On a hill outside Dakar, Senegal, stands the African Renaisance Monument, unveiled in 2010. This massive bronze statue stands some 50 meters tall, depicting a man, woman and child, looking out to sea.
The idea of Africa’s renaissance is very much a dynamic reality. Across the continent, I see powerful trends of renewal and leadership to overcome the challenges of poverty, exclusion, and conflict. Africa is on the move, and the motor driving this is education – education for inclusion, for empowerment, and for peace. Africa’s renewal is starting on the benches of schools.
I saw this last week at the Al Azhar Centre of Excellence in the town of Mbao, not far from the Senegalese capital. This Centre allows students leaving Arab-Islamic schools to learn skills that will open new opportunities for decent work and foster new forms of solidarity.
This is a first motor of renewal. Living together must be taught – this is as much about values and skills for dialogue as skills for jobs. Teaching peace is key to prevent violent extremism, and a force for renewal.
Another is inclusion. In Derkle, Senegal, there is a centre that provides literacy classes for girls and women with disabilities – teaching them to read and write in Wolof, and arithmetic. These classes are another frontline of Africa’s renaissance.
Educating girls and women — especially those most marginalised — is a human right that empowers all society and drives economic growth. It lays the foundation for healthier societies, affecting maternal health and child mortality. For instance, if all girls in sub-Saharan Africa and South Asia had secondary education, child marriage would drop by 64% and early births by 59%. Our goal must be to keep girls in school for as long as possible, because this is essential to success across all the Sustainable Development Goals. This is why I welcome the new laws in Chad and Niger to retain girls in school at least to the age of 16 years old.
As with the Al Azhar Centre of Excellence, the Derkle centre is the work of partnership, with UNESCO supporting the National Collective for Alternative and Popular Education and the Women’s Commission of the Association of Disabled Persons of Senegal. This is another face of renewal – governments working hand-in-hand with civil society, backed by international organisations.

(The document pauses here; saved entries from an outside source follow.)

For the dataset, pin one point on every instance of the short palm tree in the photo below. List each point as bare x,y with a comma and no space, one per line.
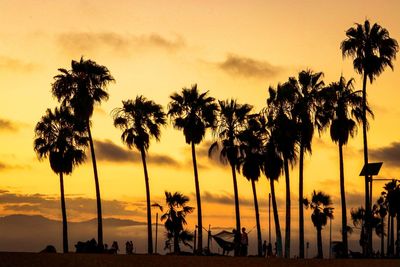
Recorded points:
250,163
344,106
174,220
284,128
320,205
81,88
372,50
193,113
59,138
306,107
140,120
231,121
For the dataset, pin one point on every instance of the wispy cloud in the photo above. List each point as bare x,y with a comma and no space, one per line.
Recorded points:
248,67
108,151
390,154
90,41
14,64
45,204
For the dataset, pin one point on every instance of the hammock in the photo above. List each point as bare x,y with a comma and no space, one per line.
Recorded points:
225,240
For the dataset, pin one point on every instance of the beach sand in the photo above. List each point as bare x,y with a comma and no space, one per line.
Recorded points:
16,259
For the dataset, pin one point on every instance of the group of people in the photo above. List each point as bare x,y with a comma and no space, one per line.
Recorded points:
241,242
129,247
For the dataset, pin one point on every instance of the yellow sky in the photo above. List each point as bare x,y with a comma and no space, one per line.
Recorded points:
155,49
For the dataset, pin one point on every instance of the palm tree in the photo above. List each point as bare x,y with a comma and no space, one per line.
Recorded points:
250,164
391,206
309,85
140,120
344,106
380,211
175,219
81,88
231,121
59,138
272,168
193,112
393,198
320,205
372,51
285,131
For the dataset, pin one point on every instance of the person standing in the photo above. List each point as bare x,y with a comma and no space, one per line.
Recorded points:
244,242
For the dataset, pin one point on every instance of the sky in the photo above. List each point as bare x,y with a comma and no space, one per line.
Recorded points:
233,49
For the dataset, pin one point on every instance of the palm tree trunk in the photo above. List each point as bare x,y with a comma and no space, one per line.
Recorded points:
276,220
236,193
259,242
64,215
398,235
176,243
382,238
301,211
287,228
146,179
343,201
388,237
98,199
199,217
319,243
368,228
391,252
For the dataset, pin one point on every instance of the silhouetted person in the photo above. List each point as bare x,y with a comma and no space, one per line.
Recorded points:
265,248
269,250
129,247
244,242
114,248
236,242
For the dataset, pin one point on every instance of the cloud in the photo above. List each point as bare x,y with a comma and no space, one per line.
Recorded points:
7,125
46,204
390,154
14,64
248,67
108,151
225,199
90,41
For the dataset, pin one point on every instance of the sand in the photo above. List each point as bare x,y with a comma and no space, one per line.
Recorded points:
16,259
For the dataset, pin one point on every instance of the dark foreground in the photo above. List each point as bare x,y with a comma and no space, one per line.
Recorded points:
15,259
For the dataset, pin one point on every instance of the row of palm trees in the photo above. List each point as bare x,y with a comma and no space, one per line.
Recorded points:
267,142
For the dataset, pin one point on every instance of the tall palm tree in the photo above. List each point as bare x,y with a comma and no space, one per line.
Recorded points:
193,112
372,50
81,87
175,219
393,198
250,164
344,106
140,120
231,121
390,187
285,131
272,168
59,138
320,204
309,85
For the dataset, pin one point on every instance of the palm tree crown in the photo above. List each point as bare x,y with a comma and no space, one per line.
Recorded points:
82,87
61,138
192,112
140,119
371,47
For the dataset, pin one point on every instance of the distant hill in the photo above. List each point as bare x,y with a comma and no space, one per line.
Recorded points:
33,232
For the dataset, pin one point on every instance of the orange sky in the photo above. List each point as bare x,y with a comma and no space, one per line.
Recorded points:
232,48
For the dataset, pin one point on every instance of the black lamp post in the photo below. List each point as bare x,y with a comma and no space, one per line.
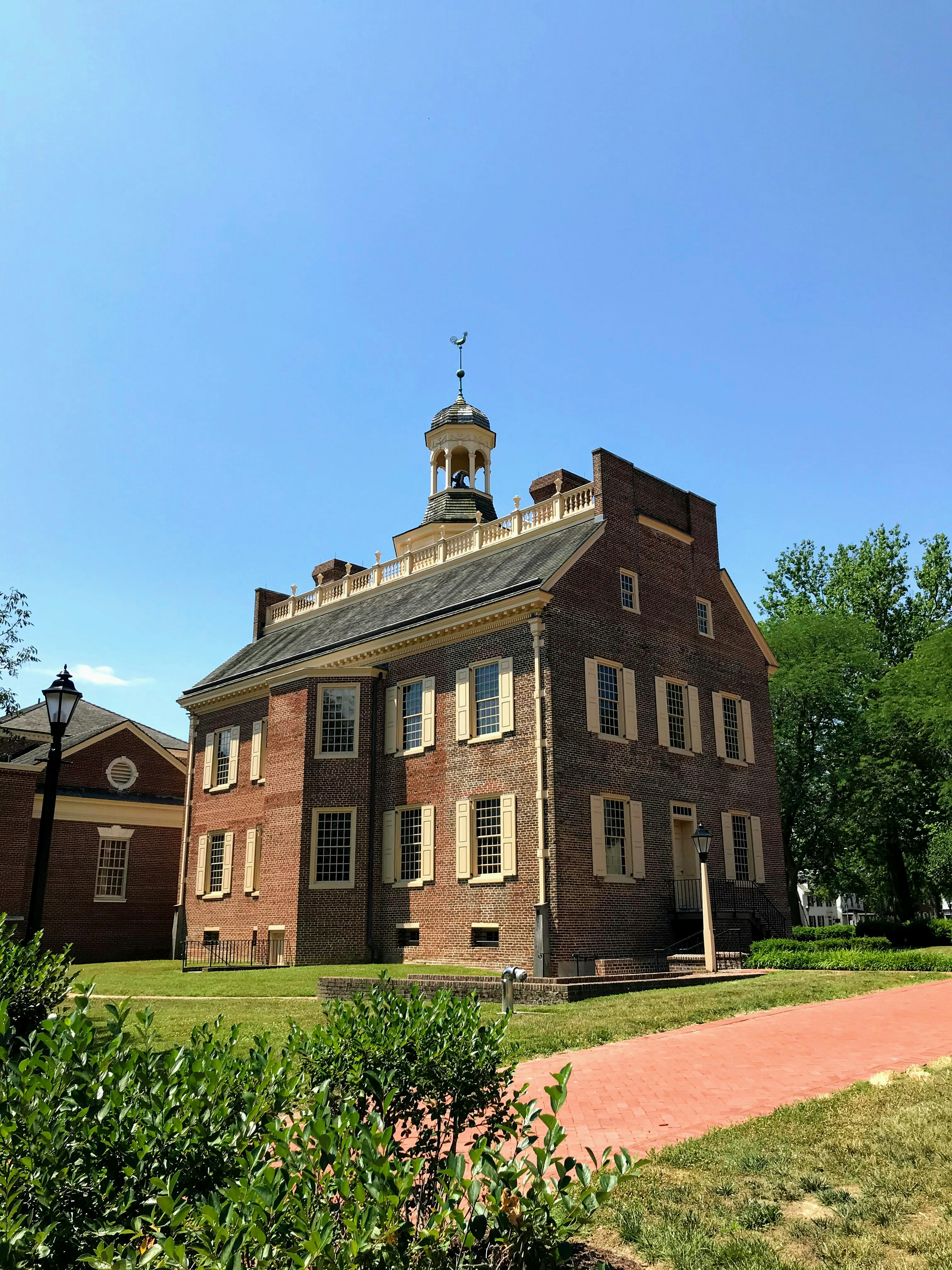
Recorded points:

This is why Senegal was awarded this year’s UNESCO Confucius Prize for Literacy, in recognition of its efforts to advance literacy through new technologies and mobile phones, linking this with income-generation, especially for women.
Africa’s renaissance must also be environmental. Lake Chad embodies all current challenges – from environmental degradation due to climate change to poor management of natural resources, creating a cycle of poverty, migration and extremism that holds back the whole region. Tackling these challenges points to the importance of an international conference on Lake Chad, as proposed by Nigeria. Managing resources sustainably and inclusively is essential – this requires building capacity at every level, including with rising generations, to protect the unique treasures of Africa’s natural environment for the benefit of all, today and tomorrow.
Africa’s immense cultural wealth is another motor driving the continent’s renaissance, and this must also be taught. The cradle of humanity is today a powerhouse of cultural heritage and diversity. This is a wellspring for the continent’s rising cultural sector – we see this in Nigeria’s outstanding film industry, and the decision of Niger to launch an ambitious strategy for cultural renaissance, with a focus on youth mobilisation. Culture provides a foundation of belonging and confidence that is essential for meaningful development.
It is also a force for dialogue and reconciliation. I saw this in July 2015, when I attended the ceremony marking the rebuilding of Timbuktu’s fabled mosques and mausoleums, with UNESCO’s backing, after their destruction by violent extremists.
In Mali, I see the power for peace that is embodied by Africa’s millennial history of exchange and dialogue around faith and knowledge. This great past must be taught in schools and universities, to remind women and men on the continent and across the world of the history they share, and as the basis for a better future for all.
In 2013, the African Union celebrated its 50th anniversary under the theme of ‘Pan-Africanism and African Renaissance.’ I was honoured to attend the summit in Addis Ababa, when the Agenda 2063 was adopted, and my message then was clear — UNESCO’s cooperation with the African Union builds on shared values, on common objectives, on a vision of the future of the continent as a dynamic global leader.
This must start with Africa’s young women and men. More than 60% of the continent’s population is under 35 – empowering them means educating them, giving them tools to reach their dreams, to protect their environment, to build peace and live together.
This is happening today. In classrooms and literacy centres, in communities across the continent, Africa’s renaissance is on the move, nurturing humanity’s most powerful force for change, through education. This is the face of Africa’s renaissance.